Sailing in the Caribbean, a dream for some, a yearly sojourn for many and an experience anyone who loves to race should not miss doing. With over a hundred different regattas from small dinghies races to professionally crewed world championships, the Caribbean race circuit has something for all sailors. The Caribbean Sailing Association (CSA) maintains the CSA rule which the majority of boats that race in the Caribbean are rated by and for the last 10 years has coordinated with the organizers of regattas from Grenada to Puerto Rico, 23 islands who host different events to create a full Caribbean Race Calendar. This cooperation of all event organizers has lead CSA to become the sanctioning authority for all new and existing regattas.
“The concept of having the CSA assume the role of regatta coordination and sanctioning in the Caribbean grew out of the continued growth of international events in our region. There was no central body coordinating when new events were scheduled, so overlaps and crowding was becoming a growing issue. Our plan now is to work with the major events and try to make some date adjustments and slot them in to a total race calendar that works for everyone. The goal is for each island, each event, to get maximum participation and exposure, which will help the region, and sailing in general.” comments Peter Holmberg, the newly electected president of the CSA.
For over 40 years regattas have been attracting people from across the Caribbean and around the world, with warm water and constant winds. Regatta’s like Antigua Sailing Week, St. Martin Heineken Regatta, the Rolex International in St. Thomas and the BVI Spring Regatta host 100+ boat racing fleets. Joining the race circuit are new regatta’s like the Virgin Gorda Superyacht and the Voiles de St. Barths in the last few years.
Holmberg, a resident of St. Thomas, travels the world racing and knows better than anyone the incredible racing conditions the Caribbean waters have to offer. Constant winds, flat seas, a variety of islands, coves, idyllic scenery, and yes, it 360 days a year is like that.
“From all the international sailing that I do, I know for a fact that the Caribbean offers the best sailing in the world. My goal in my tenure as President will be to improve our position on the international racing circuit, and strengthen our core sport of sailing on each island at the same time.”
He adds, “The Caribbean infrastructure, logistics, and regatta management are all improving to a world-class level. And the CSA, as the one body encompassing all the islands in the Caribbean, has the opportunity to help us grow into one of the top destinations for big boat sailing in the world. With this success and the growing attention sailing gets on each island, we need to expand our entry-level programs to the sport. Parallel to this is the continued development of our dinghy racing and international competition and the pathway into Olympic participation.”
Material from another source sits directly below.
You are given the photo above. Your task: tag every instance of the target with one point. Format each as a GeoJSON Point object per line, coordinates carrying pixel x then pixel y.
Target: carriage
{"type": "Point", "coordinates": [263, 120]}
The Caribbean is the new hot spot for big boat racing. Now that our regattas are being run on a truly professional level, sailors know that they are virtually guaranteed quality racing when they come here. So for the dollars they spend, they will get the maximum amount of good sailing in. The CSA believes this is our opportunity to deliver, show the world what our region can offer, and secure our position on the world stage of sailing.